Hull and East Yorkshire Hospitals NHS Trust is the second trust to commit to take CSC’s Lorenzo electronic patient record system under a new agreement between the company and the Department of Health.

The trust, which currently uses the iSoft PatientCentre system, hopes Lorenzo will help eliminate paper records, facilitate agile working, support collaborative working and share information more effectively between clinical staff.

Martyn Smith, director of IT and innovation at Hull and East Yorkshire, said: “The Lorenzo deployment model allows us to be bold and to deploy a full like-for-like service at the earliest opportunity, including electronic ordering, electronic reporting and emergency care”.

"We know that this is a hugely significant step for us and for the patients we treat. Of course there are risks, but those aren’t unique to Lorenzo. Creating a sustainable deployment model is going to be critical.”

In November 2011 the trust board approved an “ambitious” IM&T Strategy, committing to spend more than £20m on new systems and infrastructure over the next five years.

Smith said implementation of the EPR will be at the heart of this new IT programme and the trust will take on the “full suite of Lorenzo clinicals.”

“We are engaged on a detailed evaluation of Lorenzo and its ability to support our plans for connecting patient information systems across the local health community, reducing the reliance on the paper record,” he said.

“We are working with our neighbours, Humber NHS Trust, to build on their success with Lorenzo and together we aim to create a single unified record as soon as possible”

Hull and East Yorkshire is rolling out CSC’s e-whiteboards across its wards and intends to implement a clinical portal, e-Casenotes and an e-Observations system as part of the path towards a fully digital record.

Mark Simpson, chief clinical information officer and emergency department consultant, said the trust’s £7m expansion of its emergency department made taking Lorenzo a logical step.

“Having an emergency care module within Lorenzo allows us to exploit that fully integrated care record and avoids the need to procure a separate emergency department system,” he said.

“The fundamental aim of our IM&T Strategy is to give more control to our clinicians over the information they receive and the decisions they take. We want to enable and enhance clinical practice through the use of modern technology,” Simpson added.

A trust statement says it has been working closely with CSC over the past 18 months.

It is planning to take its full business case to the trust board in March.
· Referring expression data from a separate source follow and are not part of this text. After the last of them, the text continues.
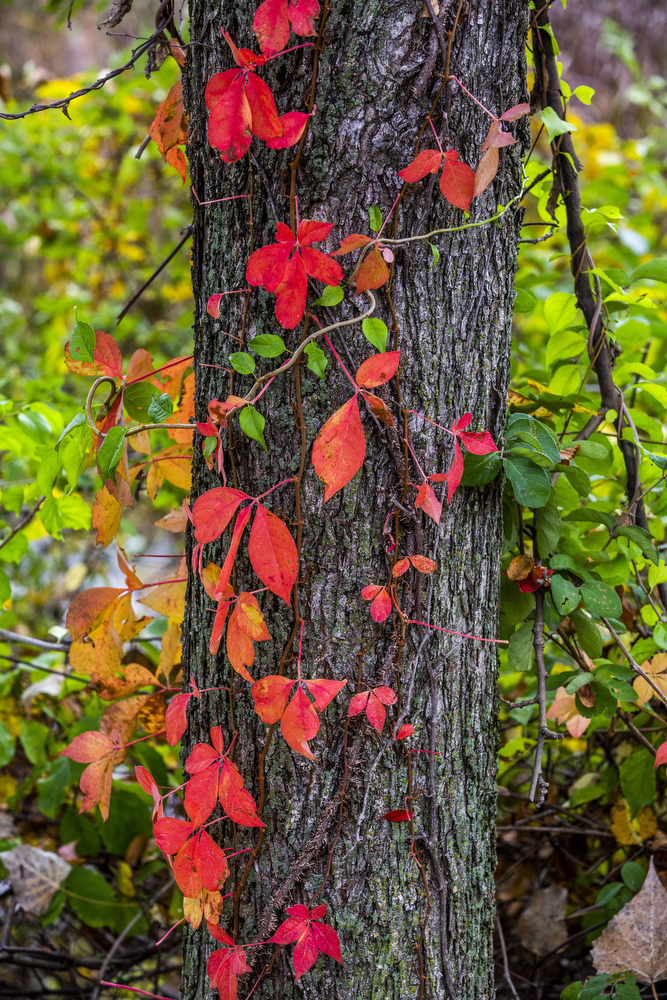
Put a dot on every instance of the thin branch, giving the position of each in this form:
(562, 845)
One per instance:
(137, 295)
(64, 103)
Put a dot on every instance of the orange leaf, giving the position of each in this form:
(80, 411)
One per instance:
(373, 272)
(273, 553)
(106, 516)
(339, 449)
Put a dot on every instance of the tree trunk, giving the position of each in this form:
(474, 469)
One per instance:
(413, 903)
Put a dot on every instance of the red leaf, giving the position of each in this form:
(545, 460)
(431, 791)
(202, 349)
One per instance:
(302, 14)
(240, 649)
(223, 967)
(185, 870)
(339, 449)
(326, 938)
(270, 695)
(170, 834)
(457, 181)
(265, 121)
(291, 293)
(352, 242)
(518, 111)
(305, 953)
(271, 26)
(234, 799)
(426, 162)
(267, 265)
(378, 369)
(176, 719)
(319, 265)
(398, 815)
(381, 606)
(401, 567)
(427, 500)
(373, 273)
(219, 623)
(201, 793)
(299, 723)
(89, 747)
(241, 520)
(273, 554)
(211, 862)
(487, 170)
(230, 121)
(379, 408)
(422, 564)
(324, 691)
(293, 123)
(480, 443)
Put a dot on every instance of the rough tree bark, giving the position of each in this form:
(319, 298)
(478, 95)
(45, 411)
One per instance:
(411, 924)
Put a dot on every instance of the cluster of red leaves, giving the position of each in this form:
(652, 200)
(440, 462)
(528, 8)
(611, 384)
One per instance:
(241, 105)
(478, 443)
(458, 183)
(283, 268)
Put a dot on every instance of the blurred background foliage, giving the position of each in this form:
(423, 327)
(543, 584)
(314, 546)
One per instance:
(83, 224)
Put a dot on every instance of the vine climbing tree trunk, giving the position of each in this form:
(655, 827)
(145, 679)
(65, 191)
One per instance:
(412, 902)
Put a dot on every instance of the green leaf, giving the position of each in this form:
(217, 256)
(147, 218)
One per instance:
(633, 875)
(79, 828)
(591, 515)
(6, 745)
(160, 407)
(565, 595)
(242, 363)
(554, 125)
(520, 649)
(331, 296)
(588, 634)
(33, 737)
(560, 311)
(638, 780)
(252, 423)
(76, 421)
(317, 359)
(267, 345)
(478, 470)
(601, 599)
(642, 539)
(524, 301)
(531, 485)
(653, 269)
(584, 94)
(137, 399)
(82, 342)
(52, 791)
(548, 529)
(89, 895)
(514, 604)
(110, 453)
(375, 331)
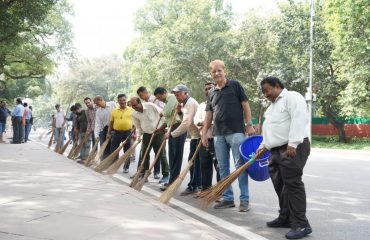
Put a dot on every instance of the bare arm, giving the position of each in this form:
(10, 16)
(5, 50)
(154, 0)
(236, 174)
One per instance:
(248, 118)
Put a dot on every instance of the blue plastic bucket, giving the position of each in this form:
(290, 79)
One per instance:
(258, 171)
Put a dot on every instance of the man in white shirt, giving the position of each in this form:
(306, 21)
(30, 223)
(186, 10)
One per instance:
(145, 119)
(285, 134)
(207, 156)
(59, 116)
(144, 95)
(102, 120)
(187, 112)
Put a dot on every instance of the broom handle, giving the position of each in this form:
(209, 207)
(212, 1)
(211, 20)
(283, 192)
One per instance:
(191, 162)
(163, 142)
(116, 151)
(78, 148)
(150, 143)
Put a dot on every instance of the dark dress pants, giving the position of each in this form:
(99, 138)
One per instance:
(175, 152)
(286, 175)
(117, 138)
(208, 161)
(102, 138)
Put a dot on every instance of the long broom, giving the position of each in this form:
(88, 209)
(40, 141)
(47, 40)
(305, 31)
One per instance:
(79, 146)
(59, 140)
(51, 138)
(141, 167)
(139, 185)
(117, 164)
(171, 190)
(212, 194)
(112, 157)
(92, 153)
(63, 149)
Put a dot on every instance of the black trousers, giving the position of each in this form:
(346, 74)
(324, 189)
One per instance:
(286, 175)
(208, 161)
(18, 130)
(195, 172)
(117, 138)
(175, 153)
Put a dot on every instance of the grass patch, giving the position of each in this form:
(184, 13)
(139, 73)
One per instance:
(332, 142)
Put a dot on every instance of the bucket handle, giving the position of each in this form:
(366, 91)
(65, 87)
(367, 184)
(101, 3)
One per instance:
(264, 163)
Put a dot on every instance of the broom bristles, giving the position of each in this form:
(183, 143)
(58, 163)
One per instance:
(117, 164)
(105, 163)
(137, 176)
(92, 153)
(139, 185)
(216, 191)
(79, 146)
(171, 190)
(63, 149)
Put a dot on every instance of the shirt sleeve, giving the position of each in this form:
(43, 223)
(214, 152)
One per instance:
(240, 91)
(297, 109)
(198, 115)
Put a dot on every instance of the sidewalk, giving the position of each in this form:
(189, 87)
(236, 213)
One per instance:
(46, 196)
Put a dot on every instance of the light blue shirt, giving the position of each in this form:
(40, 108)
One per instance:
(29, 113)
(18, 111)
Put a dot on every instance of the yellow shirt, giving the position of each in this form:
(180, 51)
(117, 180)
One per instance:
(121, 119)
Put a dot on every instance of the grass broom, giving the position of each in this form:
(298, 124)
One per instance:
(139, 185)
(171, 190)
(112, 157)
(79, 146)
(63, 149)
(59, 140)
(117, 164)
(72, 149)
(51, 137)
(43, 134)
(141, 167)
(212, 194)
(92, 153)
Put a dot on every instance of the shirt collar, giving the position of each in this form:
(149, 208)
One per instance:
(282, 94)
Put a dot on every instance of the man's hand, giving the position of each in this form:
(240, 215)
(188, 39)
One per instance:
(260, 151)
(290, 151)
(205, 140)
(249, 130)
(167, 135)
Subject to trust board approval, it will then seek formal approval from the DH to proceed with the Lorenzo deployment.

The trust will also explore the possibility of implementing the Lorenzo e-prescribing module once it has been successfully deployed at University Hospitals of Morecambe Bay NHS Foundation Trust.
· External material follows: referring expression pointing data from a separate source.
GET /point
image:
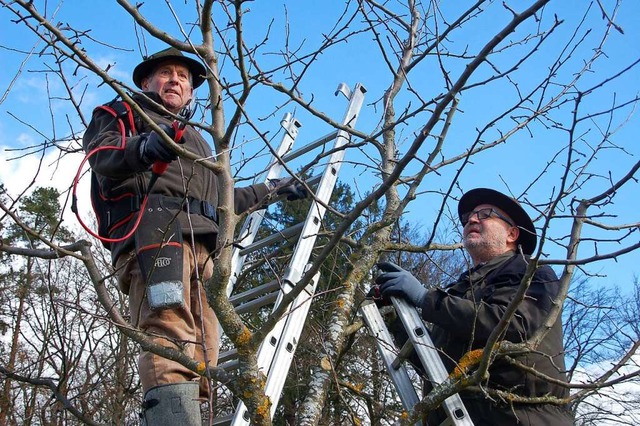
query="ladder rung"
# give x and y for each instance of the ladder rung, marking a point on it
(273, 238)
(227, 355)
(403, 355)
(222, 421)
(310, 146)
(253, 305)
(245, 296)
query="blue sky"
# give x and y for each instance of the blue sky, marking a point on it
(510, 166)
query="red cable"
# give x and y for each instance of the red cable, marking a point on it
(74, 206)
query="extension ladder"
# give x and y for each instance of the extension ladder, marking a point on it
(420, 342)
(277, 350)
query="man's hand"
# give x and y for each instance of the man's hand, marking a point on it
(395, 281)
(288, 187)
(153, 149)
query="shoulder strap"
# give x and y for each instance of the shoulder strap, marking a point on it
(121, 111)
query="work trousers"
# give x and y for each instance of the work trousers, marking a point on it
(182, 328)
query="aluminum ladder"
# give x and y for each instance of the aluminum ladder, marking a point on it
(394, 359)
(277, 350)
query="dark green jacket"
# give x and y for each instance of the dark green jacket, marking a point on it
(119, 178)
(465, 313)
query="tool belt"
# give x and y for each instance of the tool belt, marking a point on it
(117, 213)
(192, 206)
(159, 250)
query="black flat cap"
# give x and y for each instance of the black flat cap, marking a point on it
(146, 67)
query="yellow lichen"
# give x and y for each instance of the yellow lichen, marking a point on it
(245, 336)
(468, 360)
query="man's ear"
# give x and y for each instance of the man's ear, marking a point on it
(514, 233)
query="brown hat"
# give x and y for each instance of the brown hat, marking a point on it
(146, 67)
(470, 200)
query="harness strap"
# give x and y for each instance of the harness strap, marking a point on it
(119, 213)
(193, 206)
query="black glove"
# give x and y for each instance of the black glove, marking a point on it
(153, 148)
(395, 281)
(288, 187)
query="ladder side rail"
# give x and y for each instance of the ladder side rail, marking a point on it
(306, 242)
(252, 223)
(302, 251)
(387, 349)
(430, 359)
(283, 350)
(309, 147)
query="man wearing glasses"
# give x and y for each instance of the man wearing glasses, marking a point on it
(523, 388)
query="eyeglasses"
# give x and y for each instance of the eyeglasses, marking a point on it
(483, 214)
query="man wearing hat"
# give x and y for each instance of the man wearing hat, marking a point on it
(163, 260)
(499, 237)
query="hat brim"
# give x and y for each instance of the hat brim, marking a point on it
(145, 68)
(473, 198)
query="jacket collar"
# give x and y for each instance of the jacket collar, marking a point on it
(479, 272)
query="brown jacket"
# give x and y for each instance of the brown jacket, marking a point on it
(120, 179)
(464, 315)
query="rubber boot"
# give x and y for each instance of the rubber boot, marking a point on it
(175, 404)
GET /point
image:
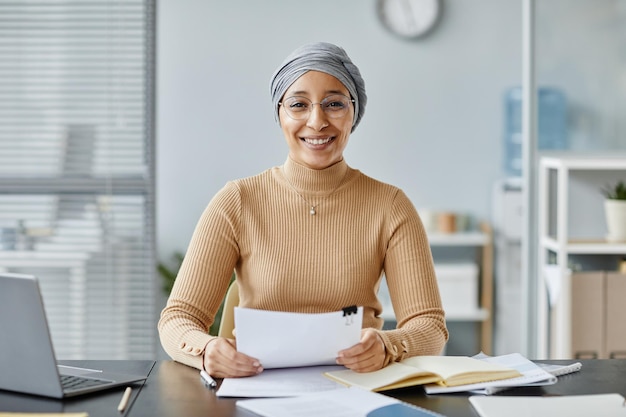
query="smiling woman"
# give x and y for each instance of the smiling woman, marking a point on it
(286, 260)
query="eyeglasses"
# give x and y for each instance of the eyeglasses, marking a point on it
(300, 108)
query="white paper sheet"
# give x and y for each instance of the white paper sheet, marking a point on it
(283, 382)
(280, 339)
(347, 403)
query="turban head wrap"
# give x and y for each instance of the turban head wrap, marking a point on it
(323, 57)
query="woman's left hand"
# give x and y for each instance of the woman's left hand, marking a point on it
(366, 356)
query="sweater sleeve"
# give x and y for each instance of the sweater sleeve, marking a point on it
(410, 275)
(202, 280)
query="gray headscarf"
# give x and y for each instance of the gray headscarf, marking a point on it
(323, 57)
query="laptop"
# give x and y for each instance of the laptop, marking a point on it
(27, 360)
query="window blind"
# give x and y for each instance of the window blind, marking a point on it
(77, 168)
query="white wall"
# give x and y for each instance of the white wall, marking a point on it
(433, 125)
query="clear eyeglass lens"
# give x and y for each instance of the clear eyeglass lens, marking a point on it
(334, 106)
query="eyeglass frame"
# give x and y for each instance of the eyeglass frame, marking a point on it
(312, 105)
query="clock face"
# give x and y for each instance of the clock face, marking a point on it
(409, 18)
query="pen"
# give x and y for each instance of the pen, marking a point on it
(206, 378)
(125, 398)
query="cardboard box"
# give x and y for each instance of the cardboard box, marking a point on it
(615, 316)
(588, 315)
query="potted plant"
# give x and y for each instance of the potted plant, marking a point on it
(615, 210)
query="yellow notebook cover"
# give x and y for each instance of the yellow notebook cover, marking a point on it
(419, 370)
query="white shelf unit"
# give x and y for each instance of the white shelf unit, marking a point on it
(483, 241)
(554, 331)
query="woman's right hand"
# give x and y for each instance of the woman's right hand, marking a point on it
(222, 360)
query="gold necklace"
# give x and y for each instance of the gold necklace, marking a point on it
(312, 210)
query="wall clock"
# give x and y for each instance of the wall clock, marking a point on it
(409, 18)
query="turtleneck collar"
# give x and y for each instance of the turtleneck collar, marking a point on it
(315, 181)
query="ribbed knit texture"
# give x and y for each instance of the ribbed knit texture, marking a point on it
(289, 260)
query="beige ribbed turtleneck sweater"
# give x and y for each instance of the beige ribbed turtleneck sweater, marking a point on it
(289, 260)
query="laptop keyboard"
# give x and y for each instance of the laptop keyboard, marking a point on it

The interim deal between CSC and the DH announced last September removed the company’s exclusive rights to be the only provider of clinical IT systems in the North, Midlands and East.
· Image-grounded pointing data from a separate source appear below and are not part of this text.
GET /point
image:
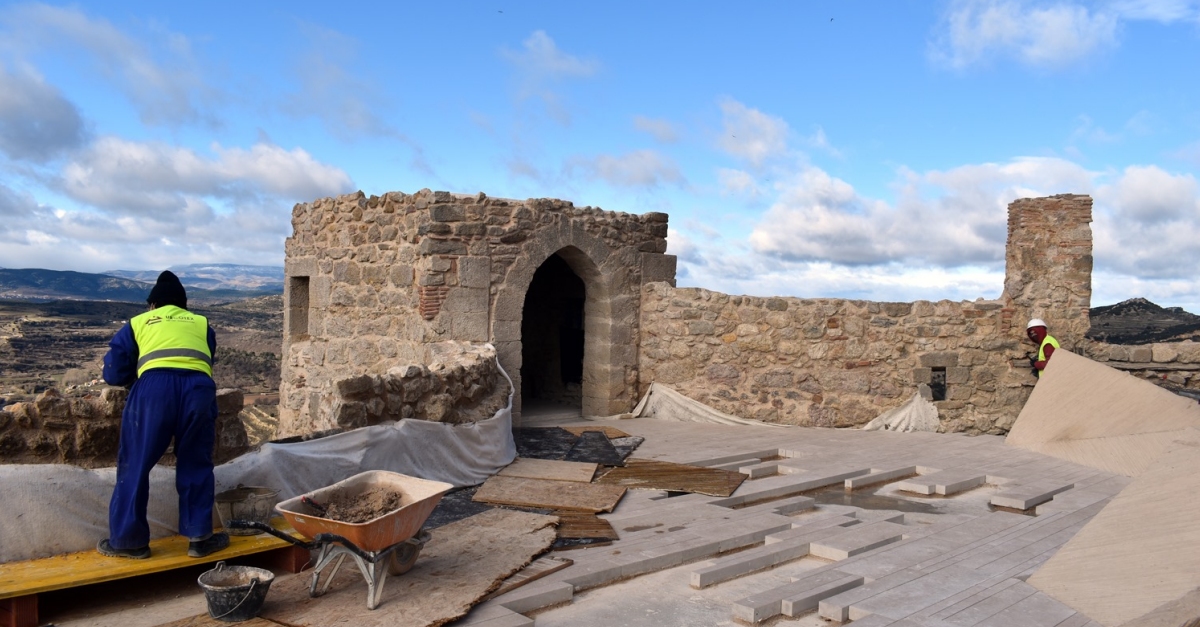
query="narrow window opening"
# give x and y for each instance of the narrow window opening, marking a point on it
(298, 306)
(937, 384)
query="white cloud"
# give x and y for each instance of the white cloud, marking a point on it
(541, 66)
(36, 121)
(123, 175)
(163, 84)
(1037, 35)
(750, 133)
(663, 130)
(639, 168)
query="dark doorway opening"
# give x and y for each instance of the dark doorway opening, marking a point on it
(552, 336)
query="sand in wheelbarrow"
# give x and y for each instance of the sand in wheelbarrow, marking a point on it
(364, 506)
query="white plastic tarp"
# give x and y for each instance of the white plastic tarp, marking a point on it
(666, 404)
(53, 508)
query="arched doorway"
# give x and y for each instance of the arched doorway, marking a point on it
(552, 340)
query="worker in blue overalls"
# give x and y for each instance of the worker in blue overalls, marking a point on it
(167, 356)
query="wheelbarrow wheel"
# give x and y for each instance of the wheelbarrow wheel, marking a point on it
(403, 559)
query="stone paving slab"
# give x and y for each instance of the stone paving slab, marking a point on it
(945, 483)
(940, 566)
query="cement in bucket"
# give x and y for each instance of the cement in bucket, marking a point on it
(235, 592)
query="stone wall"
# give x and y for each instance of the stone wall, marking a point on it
(373, 280)
(840, 363)
(85, 430)
(462, 384)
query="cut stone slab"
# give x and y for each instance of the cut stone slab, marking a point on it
(594, 447)
(945, 483)
(1025, 496)
(801, 596)
(459, 566)
(550, 495)
(1141, 550)
(857, 539)
(1090, 413)
(877, 477)
(547, 469)
(654, 475)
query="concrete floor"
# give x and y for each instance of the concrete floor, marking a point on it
(957, 561)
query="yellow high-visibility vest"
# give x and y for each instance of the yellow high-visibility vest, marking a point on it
(1042, 348)
(169, 336)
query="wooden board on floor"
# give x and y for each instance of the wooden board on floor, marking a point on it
(610, 431)
(550, 469)
(677, 477)
(1141, 550)
(550, 495)
(1089, 413)
(90, 567)
(576, 525)
(456, 569)
(535, 571)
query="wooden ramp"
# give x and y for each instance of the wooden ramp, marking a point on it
(1141, 550)
(1090, 413)
(22, 581)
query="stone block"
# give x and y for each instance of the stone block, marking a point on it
(448, 213)
(657, 267)
(475, 272)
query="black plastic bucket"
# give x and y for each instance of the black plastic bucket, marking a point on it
(235, 592)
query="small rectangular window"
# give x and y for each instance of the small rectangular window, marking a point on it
(298, 306)
(937, 384)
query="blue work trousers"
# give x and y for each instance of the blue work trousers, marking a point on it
(165, 404)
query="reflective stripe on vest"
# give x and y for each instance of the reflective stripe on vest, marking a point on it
(169, 336)
(1042, 348)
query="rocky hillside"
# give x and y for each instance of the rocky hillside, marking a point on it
(1139, 321)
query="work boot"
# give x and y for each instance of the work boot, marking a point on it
(106, 548)
(214, 543)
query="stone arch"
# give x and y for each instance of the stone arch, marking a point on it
(587, 257)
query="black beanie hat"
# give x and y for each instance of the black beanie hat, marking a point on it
(168, 291)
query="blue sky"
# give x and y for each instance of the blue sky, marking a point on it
(815, 149)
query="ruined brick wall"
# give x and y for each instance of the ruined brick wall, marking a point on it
(462, 384)
(840, 363)
(373, 281)
(85, 430)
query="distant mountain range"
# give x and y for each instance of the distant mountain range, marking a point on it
(205, 284)
(216, 276)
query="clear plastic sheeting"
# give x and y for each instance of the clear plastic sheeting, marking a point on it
(53, 508)
(666, 404)
(916, 414)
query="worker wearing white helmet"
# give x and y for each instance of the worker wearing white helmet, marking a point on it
(1038, 334)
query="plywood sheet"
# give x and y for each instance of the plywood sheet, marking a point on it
(550, 495)
(1143, 550)
(550, 469)
(1101, 417)
(677, 477)
(611, 433)
(576, 525)
(459, 567)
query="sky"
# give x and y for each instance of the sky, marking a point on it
(814, 149)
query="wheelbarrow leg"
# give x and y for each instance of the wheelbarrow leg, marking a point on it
(327, 555)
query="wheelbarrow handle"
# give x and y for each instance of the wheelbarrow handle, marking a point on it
(267, 529)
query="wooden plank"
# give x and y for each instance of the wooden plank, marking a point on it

Under the new arrangement the NHS is not subject to “trust volume commitments” and CSC will deliver the system “based on demand from individual NHS trusts.”

Trusts wishing to take Lorenzo are able to access centralised support and funding for up to five years from implementation.

Ehealth Insider exclusively reported last year that the first ten trusts to take on Lorenzo under the new interim agreement would also receive a signing-on bonus of £1m each for implementation expenses, in addition to £4m that will be available for deployment and training costs.

Tameside Hospital NHS Foundation Trust was the first trust to commit to take Lorenzo under the new agreement last September.